I was wondering how much km can I run with my 8 months gsd.
Usually Im running about 6 km 3 times a week and i thought about taking him with me.

This dog REALLY love to run and never get tired


----------



## lzver (Feb 9, 2012)

I don’t see an issue with that. Our breeder and vet advised that running was great for Shepherd’s, only to avoid a lot of high jumping until they are 2 years old. They get a lot of benefits from being so active like better cardiovascular health and muscle mass. We take our 8 month old GSD to the park every night and play ball with him for an hour. He is completely obsessed with running in the park and loves it! If your dog enjoys running I think it’s great that you can do that with your dog.


----------



## Beelzeboss (Sep 11, 2012)

i can't wait to run with mine, im a jogger and primary reason i got a dog, hes 5 months, when i take him walking i run for 20 seconds see how he does.


----------



## Elaine (Sep 10, 2006)

No problem with running with your pup so long as you don't push him and if you see him getting tired, breathing hard, or hot, you need to slow down and let him rest. Once he's refreshed, you can pick up the pace again.

Every dog is different in their exercise needs. Some are happy with a walk around the block and others, like mine, can't get enough. My dogs were running a slow 3 miles by the time they were 6 months old.


----------



## Rocky's mum (Apr 12, 2012)

*Rocky started running with mum*

Thought I'd add to this post. Rocky turned 9 months and he's started runs with me now, but only on grass. I run on the path and make him run (trot) next to me on the grass as its much better on his joints. He's obviously on a lead (bungee type one) but he pretty much seems happy trotting. His 'run' would be too fast for me! We started at 0.5 mile then a walk break and we are up to 1 mile non-stop now.

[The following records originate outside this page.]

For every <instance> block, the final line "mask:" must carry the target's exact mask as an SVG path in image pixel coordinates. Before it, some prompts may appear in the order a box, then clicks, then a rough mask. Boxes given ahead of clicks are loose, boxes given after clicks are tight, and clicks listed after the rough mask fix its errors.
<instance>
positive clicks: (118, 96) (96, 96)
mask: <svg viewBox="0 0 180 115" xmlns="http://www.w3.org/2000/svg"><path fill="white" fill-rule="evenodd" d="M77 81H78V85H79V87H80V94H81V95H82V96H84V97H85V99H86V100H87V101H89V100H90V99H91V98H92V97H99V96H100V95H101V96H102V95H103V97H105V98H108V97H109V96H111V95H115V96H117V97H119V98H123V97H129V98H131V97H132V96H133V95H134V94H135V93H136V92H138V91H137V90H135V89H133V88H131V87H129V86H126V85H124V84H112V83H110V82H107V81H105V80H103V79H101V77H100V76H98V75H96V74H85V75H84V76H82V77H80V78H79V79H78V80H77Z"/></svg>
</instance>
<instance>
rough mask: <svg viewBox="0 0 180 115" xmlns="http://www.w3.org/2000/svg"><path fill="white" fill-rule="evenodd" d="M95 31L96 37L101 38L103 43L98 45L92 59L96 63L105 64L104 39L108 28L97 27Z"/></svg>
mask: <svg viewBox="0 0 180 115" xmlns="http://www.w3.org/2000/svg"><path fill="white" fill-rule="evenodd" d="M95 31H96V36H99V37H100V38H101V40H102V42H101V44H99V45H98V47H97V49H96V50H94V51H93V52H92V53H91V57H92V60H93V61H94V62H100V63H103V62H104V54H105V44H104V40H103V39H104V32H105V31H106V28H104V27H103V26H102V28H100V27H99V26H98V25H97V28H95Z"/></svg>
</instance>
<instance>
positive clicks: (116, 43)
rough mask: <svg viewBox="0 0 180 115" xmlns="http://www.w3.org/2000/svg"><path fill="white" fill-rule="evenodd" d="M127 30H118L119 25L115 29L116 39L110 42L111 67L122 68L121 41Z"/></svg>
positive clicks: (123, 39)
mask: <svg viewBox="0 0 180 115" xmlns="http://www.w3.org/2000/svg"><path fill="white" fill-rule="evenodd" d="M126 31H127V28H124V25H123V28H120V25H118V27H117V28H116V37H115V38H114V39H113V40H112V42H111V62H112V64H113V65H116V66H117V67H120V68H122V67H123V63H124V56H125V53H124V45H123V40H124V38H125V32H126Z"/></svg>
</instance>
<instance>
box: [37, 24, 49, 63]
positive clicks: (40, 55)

His longest is 2 miles, obviously with wee/poo stops as required. He loves it as it stops him pulling and he gets there quicker!
3/4 times a week at the moment, but I really think it helps our bond too. He recognises the running kit when it goes on!:hug:


----------



## Elaine (Sep 10, 2006)

I don't allow any going potty when running. Your dog is perfectly capable of holding it and all that marking is so annoying. Let your dog potty when you say it's time to stop and potty in an appropriate place, and that's that, usually before and after the run, not during.


----------



## Good_Karma (Jun 28, 2009)

If you put the potty on command, you can have your dog empty out bowels and bladder before you start the run. It's not a 100% guarantee there won't be another pee or poop but it helps. 

Glad you are enjoying the running, I also found that it helped increase the bond I have with my dog. He really seems to enjoy it and is excited for our run every morning. I found my dog to be the best running partner I've ever had.


----------